13 Power and battery recharging

There is no power in four of the places where we stay. In Samdo, they switch on the hydro-plant at 5pm. Hopefully most cameras or GPSs will need just a couple of charges.

Bring a charged spare battery if you can.

Dim the screen brightness on your camera, this will increase battery life.

Micro-hydro plants can break down or freeze. Don’t be disappointed if there is a problem with the electricity. It’s a normal occurrence for the lights to go out in Nepal.


14 Do I need a first aid kit?

Yes. You need to carry a small first aid kit with you to manage blisters, cuts and bruises etc. The race doctor recommends this  Lifesystems Adventurer First Aid Kit – Red which is ‘bulky’ but not at all heavy. Feel free to make and bring your own. See equipment list for more details.


15 Do I need diamox?

We can discuss use of diamox at the race briefing. Many people use it prophylactically to improve acclimatisation though it can have some minor sideeffects. It is freely available to buy in Kathmandu and cheap. We’ll also carry a good supply of diamox in our medical kit.

Dr Beth McElroy has provided this following info sheet for you.

Diamox information sheet 2014


16 What are the temperatures we can expect from day to day?

There is a big variation from the first day to the pass. We are expecting stable, sunny conditions though that cannot be guaranteed of course.

The first days can be hot and shorts and t-shirt will be suitable. From Samdo, depending if there is wind or cloud, people might choose to wear running tights and add a thin fleece. A hat against the sun, buff, and sunglasses advised.

After stopping running it can quickly feel cold so this is why you must carry warm clothing – warm hat, down jackets and pants.


17 Any hot showers available?

Generally the places we stay don’t have hot showers as standard and will point you to the local public tap and give you a bucket. However most lodge owner’s can give you a bucket of hot water and will charge you some money for it. The higher we get, the more it will be. It may not be possible before mealtimes as the kitchen will be busy.


18 Do I need to bring dehydrated food?

You could bring a few dehydrate meals if you want to and we can provide hot water to make them. You may just want a familiar taste at some point. You can manage perfectly well without also.

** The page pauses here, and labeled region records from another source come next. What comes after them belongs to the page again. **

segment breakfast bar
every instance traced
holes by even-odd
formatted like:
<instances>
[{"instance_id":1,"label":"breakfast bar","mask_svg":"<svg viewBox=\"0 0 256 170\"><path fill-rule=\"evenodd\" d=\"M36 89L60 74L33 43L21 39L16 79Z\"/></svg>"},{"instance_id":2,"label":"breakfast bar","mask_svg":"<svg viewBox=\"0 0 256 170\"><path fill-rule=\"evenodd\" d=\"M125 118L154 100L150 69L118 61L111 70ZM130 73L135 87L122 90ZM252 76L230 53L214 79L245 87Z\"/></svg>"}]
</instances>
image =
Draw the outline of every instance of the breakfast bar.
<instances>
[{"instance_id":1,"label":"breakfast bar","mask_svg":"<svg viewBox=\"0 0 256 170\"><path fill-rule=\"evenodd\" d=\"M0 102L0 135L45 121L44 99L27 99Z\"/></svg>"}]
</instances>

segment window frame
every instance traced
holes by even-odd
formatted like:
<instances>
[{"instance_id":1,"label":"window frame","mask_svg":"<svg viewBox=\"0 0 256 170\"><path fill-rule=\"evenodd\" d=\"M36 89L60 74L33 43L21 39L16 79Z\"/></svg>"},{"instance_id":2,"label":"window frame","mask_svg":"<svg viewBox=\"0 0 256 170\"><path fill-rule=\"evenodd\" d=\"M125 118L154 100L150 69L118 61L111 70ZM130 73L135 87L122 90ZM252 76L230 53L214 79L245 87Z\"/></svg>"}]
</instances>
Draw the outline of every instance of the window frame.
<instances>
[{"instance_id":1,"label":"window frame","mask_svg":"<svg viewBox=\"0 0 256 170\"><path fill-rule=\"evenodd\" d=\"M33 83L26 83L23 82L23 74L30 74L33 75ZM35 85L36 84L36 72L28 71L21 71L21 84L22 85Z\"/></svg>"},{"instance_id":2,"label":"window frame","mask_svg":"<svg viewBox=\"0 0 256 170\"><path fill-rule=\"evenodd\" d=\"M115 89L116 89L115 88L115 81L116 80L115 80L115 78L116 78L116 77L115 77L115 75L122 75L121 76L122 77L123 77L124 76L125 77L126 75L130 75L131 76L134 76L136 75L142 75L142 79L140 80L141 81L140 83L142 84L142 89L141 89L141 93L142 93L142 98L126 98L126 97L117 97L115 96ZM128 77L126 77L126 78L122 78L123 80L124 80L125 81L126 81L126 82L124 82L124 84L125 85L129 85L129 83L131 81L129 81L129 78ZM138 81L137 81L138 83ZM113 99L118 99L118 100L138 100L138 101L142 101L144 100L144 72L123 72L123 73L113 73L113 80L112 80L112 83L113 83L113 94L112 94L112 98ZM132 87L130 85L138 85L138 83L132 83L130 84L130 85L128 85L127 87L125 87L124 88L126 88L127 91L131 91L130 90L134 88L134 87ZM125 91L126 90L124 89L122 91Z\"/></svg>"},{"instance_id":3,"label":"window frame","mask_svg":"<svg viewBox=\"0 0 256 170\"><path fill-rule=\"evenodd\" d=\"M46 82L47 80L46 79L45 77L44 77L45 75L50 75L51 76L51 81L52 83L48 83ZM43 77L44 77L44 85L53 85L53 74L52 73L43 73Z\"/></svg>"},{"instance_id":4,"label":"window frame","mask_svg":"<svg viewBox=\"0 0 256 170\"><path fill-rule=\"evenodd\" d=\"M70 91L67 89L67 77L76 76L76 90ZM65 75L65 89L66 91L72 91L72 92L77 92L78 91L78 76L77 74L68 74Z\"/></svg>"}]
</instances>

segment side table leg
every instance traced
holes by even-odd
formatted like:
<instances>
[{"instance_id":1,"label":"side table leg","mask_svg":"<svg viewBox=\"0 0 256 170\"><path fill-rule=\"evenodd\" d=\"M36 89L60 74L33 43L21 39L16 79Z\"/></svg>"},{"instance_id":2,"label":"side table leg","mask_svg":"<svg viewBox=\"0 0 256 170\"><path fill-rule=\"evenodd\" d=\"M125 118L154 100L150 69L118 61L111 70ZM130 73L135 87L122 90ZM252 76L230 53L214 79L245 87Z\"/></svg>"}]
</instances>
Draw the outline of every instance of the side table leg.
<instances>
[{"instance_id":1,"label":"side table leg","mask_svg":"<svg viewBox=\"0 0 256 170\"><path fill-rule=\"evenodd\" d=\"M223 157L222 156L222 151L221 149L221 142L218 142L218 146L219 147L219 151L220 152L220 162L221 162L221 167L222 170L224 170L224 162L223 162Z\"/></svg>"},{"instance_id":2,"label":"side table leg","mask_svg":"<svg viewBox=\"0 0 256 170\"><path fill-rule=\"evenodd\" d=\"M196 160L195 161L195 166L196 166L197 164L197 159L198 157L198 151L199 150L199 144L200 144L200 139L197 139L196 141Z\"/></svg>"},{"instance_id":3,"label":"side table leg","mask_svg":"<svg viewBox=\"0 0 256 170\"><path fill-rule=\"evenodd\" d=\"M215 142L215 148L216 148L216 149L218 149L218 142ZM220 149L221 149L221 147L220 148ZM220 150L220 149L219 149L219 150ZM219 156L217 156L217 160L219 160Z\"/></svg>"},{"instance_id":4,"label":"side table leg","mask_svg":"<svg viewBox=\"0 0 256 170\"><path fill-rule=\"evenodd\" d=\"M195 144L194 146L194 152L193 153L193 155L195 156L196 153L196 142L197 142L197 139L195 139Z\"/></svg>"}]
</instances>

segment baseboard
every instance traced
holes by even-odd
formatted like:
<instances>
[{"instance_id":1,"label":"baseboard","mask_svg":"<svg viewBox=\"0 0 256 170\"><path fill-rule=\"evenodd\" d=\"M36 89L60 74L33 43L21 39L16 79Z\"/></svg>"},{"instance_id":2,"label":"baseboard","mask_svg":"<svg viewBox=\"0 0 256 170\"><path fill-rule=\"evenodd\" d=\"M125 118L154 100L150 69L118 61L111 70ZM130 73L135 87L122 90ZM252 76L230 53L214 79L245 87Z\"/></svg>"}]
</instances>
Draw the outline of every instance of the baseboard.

19 Vaccinations for Nepal?

Yes, you should have vaccinations for Nepal. We’ll be ensuring all of the water you drink is clean and that we all follow a rigorous clean hand policy which will hugely reduce the risk of getting ill.

I’ve had typhoid which is deeply unpleasant, and don’t fancy tetanus or hepatitis much either. We’ll have two doctors with us so any treatments you will receive will also be quick, clean and professional.